Come ancora osservava l’invitato del Disucom, è però già in Visconti, perfino da La terra trema (1948), che l’itinerario dal neorealismo verso il romanzesco può forse partire. Con un merito ulteriore per il grande maestro milanese e per chi, leggendo dal 1958 Tomasi di Lampedusa e vedendone la versione in pellicola del 1963, seppe riformulare i giudizi liquidatori dati da intellettuali di sinistra affrettati. Esso consiste nell’aver riconosciuto la lucidità (senza didascalicità), combinata con il senso decadente dell’autobiografismo dell’autore e servita da una quasi irresistibile forza di seduzione affabulativa, con cui il Gattopardo misura rapporti di forza e dinamiche sociali operanti nel processo di unificazione nazionale, tra il 1860 e il 1861. Un film di grazia sottile come Il manoscritto del principe (1999) coglieva bene, raccontando gli ultimi anni di vita di Lampedusa e la genesi del suo fortunato romanzo, l’inappartenenza dell’autore al suo tempo; ma nella valutazione di Andò, ora come allora, questo nulla toglie alla capacità del libro di cogliere, con il suo sguardo spietato e disperato, i modi e la logica di un trapasso dal secolare malgoverno borbonico a nuovi potenti, anch’essi avidi – e pure volgari.
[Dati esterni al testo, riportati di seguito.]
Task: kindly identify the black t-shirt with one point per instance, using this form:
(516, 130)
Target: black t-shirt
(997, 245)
Quanto, invece, alle prospettive della creatività artistica nel mondo globalizzato e incerto del presente, con i suoi autori prediletti (da Salman Rushdie a Ian Mc Ewan) e i suoi compagni di viaggio sul Cinema Boulevard (da Sorrentino a Martone, nel ricordo sempre caro di Bertolucci), Andò ritiene tuttora irrinunciabile una funzione del cineasta, del teatrante e dello scrittore: quella di segnalare, con le opere dell’ingegno, le storture e gli inganni dell’esistenza collettiva. Abbiamo sempre bisogno di delatori.
La lectio è stata seguita da un dibattito, con l’intervento di vari docenti del Disucom, che hanno messo in luce le convergenze tra molte delle tematiche trattate dall’ospite e i contenuti delle loro discipline. Il sigillo dell’ Ateneo della Tuscia, che il Rettore ha infine consegnato ad Andò, vale da attestato di via stima e come augurio per nuove avventure del talento e dell’intelligenza.